New research suggests that great white shark attacks on humans are often a case of mistaken identity.
A study from Macquarie University in Australia found that poachers sometimes attack because they mistake surfers and people swimming for seals and sea lions.
study published in, Journal of the Royal Society Interface, found that juvenile great whites could not significantly tell the difference between life forms.
“We found that surfers, swimmers and pinnipeds (seals and sea lions) on the surface of the ocean would look similar to a white shark from below because these sharks cannot see fine details or colours,” said Laura Ryan. Post-doctoral researcher in animal sensory systems at Macquarie University’s Neurobiology Lab.
The findings, the researchers believe, shed more light on why some sharks, such as great whites, as well as bull and tiger sharks, bite humans, and that non-invasive vision-based devices have been developed. which potentially protect surfers and swimmers. sea animal.
In the study, scientists used underwater images of rectangular floats, seals, people swimming different strokes and people paddling on surfboards of various sizes in a large aquarium at Taronga Zoo, with both stationary and traveling cameras directed at the surface of the water. Compare video.
They applied filters to video footage with shark neuroscience data and used modeling programs to simulate the way that a juvenile white shark would process the movements and shapes of various objects.
When humans swim and climb on surfboards, they resemble a juvenile white shark to seals and sea lions, Dr. Ryan said.
It was hard to distinguish small surfboards from pinnipeds, say the researchers, adding that these may be “more attractive mines” from longboards or even stand-up paddleboards to white sharks.

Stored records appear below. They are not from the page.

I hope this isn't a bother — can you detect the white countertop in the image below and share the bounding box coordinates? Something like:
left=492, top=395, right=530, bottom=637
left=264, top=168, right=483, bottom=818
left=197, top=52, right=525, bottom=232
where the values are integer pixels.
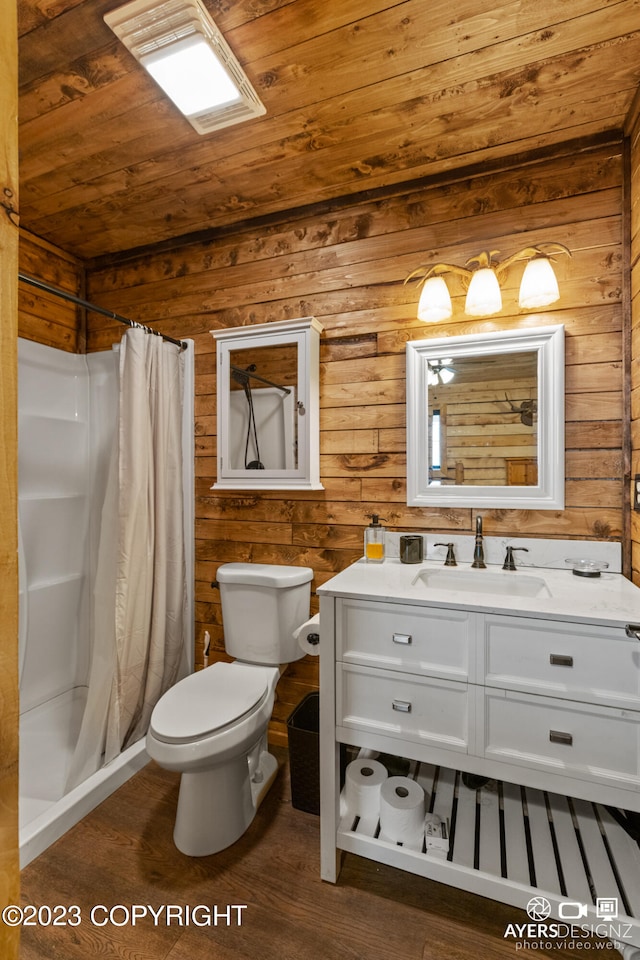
left=317, top=557, right=640, bottom=628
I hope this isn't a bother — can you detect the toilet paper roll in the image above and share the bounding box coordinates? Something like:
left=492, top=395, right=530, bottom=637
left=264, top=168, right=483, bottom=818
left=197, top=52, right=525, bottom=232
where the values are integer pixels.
left=343, top=758, right=388, bottom=820
left=379, top=776, right=426, bottom=843
left=293, top=614, right=321, bottom=656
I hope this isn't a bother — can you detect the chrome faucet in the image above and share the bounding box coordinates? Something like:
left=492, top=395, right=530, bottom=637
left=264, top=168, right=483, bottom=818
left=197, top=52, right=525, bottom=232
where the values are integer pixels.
left=471, top=515, right=486, bottom=568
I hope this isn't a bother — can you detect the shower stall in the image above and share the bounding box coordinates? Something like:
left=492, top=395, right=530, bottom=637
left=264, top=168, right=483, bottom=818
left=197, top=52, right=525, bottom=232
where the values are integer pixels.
left=17, top=336, right=194, bottom=867
left=229, top=382, right=296, bottom=471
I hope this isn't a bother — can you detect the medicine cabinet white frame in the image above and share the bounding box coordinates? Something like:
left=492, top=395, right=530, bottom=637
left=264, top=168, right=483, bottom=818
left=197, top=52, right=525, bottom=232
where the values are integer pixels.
left=212, top=317, right=324, bottom=490
left=406, top=324, right=565, bottom=509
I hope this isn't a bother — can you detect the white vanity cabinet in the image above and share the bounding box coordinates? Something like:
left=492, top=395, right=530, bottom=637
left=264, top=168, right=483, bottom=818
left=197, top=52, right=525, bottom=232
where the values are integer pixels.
left=336, top=597, right=473, bottom=755
left=318, top=561, right=640, bottom=948
left=479, top=614, right=640, bottom=796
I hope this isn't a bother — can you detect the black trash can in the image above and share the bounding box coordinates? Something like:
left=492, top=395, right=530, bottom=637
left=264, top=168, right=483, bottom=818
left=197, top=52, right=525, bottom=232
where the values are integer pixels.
left=287, top=692, right=320, bottom=814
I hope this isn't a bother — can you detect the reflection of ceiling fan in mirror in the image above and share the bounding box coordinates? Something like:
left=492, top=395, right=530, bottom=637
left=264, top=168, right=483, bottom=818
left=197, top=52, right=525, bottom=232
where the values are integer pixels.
left=427, top=358, right=455, bottom=385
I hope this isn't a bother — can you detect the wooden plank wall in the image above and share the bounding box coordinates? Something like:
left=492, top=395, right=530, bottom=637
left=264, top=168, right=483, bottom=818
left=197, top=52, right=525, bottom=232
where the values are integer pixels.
left=84, top=139, right=626, bottom=745
left=629, top=99, right=640, bottom=586
left=18, top=231, right=85, bottom=352
left=1, top=0, right=20, bottom=952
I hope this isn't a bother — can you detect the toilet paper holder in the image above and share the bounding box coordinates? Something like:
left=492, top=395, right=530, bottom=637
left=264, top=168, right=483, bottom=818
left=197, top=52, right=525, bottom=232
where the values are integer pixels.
left=307, top=632, right=320, bottom=645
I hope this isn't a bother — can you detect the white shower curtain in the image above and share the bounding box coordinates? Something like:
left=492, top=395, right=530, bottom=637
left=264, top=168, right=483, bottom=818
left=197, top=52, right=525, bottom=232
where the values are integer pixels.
left=67, top=328, right=186, bottom=790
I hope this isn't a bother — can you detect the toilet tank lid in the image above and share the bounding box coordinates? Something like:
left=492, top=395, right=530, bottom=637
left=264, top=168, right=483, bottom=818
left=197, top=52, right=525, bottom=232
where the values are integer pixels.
left=216, top=563, right=313, bottom=588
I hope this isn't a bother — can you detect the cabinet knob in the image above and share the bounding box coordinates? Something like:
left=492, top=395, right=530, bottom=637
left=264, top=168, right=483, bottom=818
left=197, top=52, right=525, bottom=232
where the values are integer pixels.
left=549, top=653, right=573, bottom=667
left=549, top=730, right=573, bottom=746
left=392, top=699, right=412, bottom=713
left=392, top=633, right=412, bottom=645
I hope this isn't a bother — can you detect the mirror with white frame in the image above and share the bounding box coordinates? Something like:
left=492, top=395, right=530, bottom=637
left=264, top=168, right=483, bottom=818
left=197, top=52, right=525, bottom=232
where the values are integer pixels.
left=406, top=325, right=565, bottom=509
left=212, top=317, right=323, bottom=490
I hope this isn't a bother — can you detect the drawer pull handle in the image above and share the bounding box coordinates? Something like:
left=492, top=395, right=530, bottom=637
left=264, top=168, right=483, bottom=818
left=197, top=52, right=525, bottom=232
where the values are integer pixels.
left=392, top=633, right=412, bottom=645
left=549, top=730, right=573, bottom=746
left=626, top=624, right=640, bottom=641
left=392, top=699, right=412, bottom=713
left=550, top=654, right=573, bottom=667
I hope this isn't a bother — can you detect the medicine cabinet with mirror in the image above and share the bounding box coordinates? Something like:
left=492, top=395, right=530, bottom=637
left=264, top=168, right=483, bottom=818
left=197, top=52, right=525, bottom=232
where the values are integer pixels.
left=212, top=317, right=323, bottom=490
left=406, top=324, right=565, bottom=509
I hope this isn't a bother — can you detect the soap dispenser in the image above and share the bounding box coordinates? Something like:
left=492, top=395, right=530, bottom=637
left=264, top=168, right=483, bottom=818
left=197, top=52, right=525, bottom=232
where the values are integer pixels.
left=364, top=515, right=386, bottom=563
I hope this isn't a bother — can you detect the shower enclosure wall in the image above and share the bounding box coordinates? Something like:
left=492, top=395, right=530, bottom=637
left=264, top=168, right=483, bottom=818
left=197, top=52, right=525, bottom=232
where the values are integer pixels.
left=18, top=337, right=194, bottom=867
left=229, top=386, right=296, bottom=470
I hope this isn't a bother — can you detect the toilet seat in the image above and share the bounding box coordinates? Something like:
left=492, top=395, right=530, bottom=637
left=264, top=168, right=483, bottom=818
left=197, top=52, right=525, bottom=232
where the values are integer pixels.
left=150, top=662, right=273, bottom=744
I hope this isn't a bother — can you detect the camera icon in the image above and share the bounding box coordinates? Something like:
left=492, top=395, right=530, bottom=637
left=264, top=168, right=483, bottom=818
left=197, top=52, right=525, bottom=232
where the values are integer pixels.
left=558, top=901, right=589, bottom=920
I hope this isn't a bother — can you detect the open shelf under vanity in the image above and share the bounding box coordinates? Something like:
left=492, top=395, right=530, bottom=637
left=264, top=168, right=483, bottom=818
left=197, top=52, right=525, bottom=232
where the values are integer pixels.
left=337, top=755, right=640, bottom=950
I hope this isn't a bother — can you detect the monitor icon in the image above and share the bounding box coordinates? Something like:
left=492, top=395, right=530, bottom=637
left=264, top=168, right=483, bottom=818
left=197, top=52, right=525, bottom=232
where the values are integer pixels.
left=596, top=898, right=618, bottom=920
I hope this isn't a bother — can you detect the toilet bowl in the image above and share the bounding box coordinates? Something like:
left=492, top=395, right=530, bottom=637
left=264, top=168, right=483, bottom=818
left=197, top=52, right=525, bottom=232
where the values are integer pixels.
left=147, top=661, right=280, bottom=856
left=146, top=562, right=313, bottom=856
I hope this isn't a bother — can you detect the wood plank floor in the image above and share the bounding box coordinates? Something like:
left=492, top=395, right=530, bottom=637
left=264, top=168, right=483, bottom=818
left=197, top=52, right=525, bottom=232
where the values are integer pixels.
left=19, top=746, right=620, bottom=959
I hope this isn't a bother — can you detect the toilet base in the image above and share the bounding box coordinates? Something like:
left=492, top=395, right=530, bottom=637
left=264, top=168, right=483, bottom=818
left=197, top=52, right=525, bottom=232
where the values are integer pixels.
left=173, top=747, right=279, bottom=856
left=251, top=750, right=279, bottom=811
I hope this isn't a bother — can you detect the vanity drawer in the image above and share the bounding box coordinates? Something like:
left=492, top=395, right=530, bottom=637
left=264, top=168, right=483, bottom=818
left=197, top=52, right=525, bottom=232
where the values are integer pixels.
left=482, top=688, right=640, bottom=789
left=336, top=597, right=471, bottom=681
left=482, top=615, right=640, bottom=709
left=336, top=662, right=470, bottom=753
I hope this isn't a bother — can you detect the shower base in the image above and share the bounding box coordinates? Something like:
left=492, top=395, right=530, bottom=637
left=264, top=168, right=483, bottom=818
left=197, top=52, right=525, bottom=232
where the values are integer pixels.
left=19, top=687, right=148, bottom=868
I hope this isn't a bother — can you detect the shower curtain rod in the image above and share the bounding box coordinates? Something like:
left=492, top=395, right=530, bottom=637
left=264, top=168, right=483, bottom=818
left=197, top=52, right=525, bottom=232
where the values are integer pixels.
left=230, top=363, right=291, bottom=395
left=18, top=273, right=188, bottom=351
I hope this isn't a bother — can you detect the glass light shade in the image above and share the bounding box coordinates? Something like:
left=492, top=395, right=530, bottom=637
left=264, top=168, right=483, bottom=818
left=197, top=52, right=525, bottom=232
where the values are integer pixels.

Since most sharks are completely colorless, scientists say the main visual sign for white sharks is the shape of the silhouette. Therefore, the color on the boards and the wetsuits worn are unlikely to change humans’ impressions of sharks swimming, he said.
While shark bites have increased over the past two decades, marine animals are also at risk, with attack mitigation measures such as shark nets and drumlines further threatening them.
“Understanding why shark bites occur can help us find ways to prevent them, while keeping both humans and sharks safe,” says Dr. Ryan.